Una mirada esquiva en un entrenamiento. Una patada por debajo de la mesa. Una sonrisa cómplice que no viene a cuento, un roce de dedos y una conversación sin sentido por el simple hecho de escuchar su voz.

(Haciendo frente al reto de quererse fingiendo indiferencia y de besos robados en un corredor desierto)

Un magreo apresurado en un ascensor vacío en el trayecto entre planta y planta. Un abrazo tras el partido y una rosa frente a su puerta en un juego que ninguno sabe exactamente cuándo empezó.

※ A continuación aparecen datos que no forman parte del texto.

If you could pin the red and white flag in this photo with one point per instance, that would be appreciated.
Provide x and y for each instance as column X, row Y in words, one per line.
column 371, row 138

Un juego que ambos dominan a la perfección, arriesgándolo todo a esa puta única carta. La victoria es imposible. Lo suyo está destinado al fracaso desde su mismo principio, pero ellos se lanzan igual, porque van a disfrutarlo mientras puedan. ¿Acaso no tienen derecho a la felicidad?

Saben que está prohibido, que lo suyo no tiene futuro y que ni siquiera debería existir, pero todo deja de importar cuando D'Jok la acorrala en el cuarto de la limpieza y Tia le abraza hasta desgastarse la piel. Se entregan completa e irrevocablemente, como sólo ellos podrían hacerlo y acaban tumbados desnudos en un rincón, abrazados sobre una manta, con la ropa por los suelos y la respiración agitada y de nuevo la única certeza de un futuro incierto. Entonces es que él traga saliva, le besa la frente, y ella se aprieta más, mucho más, sintiendo su latido rápido y poderoso bajo su mejilla. Todo queda claro de golpe cuando sus dedos se entrelazan en señal del pacto. Las dudas se desvanecen tal como han llegado.

Porque no se puede prohibir el amor.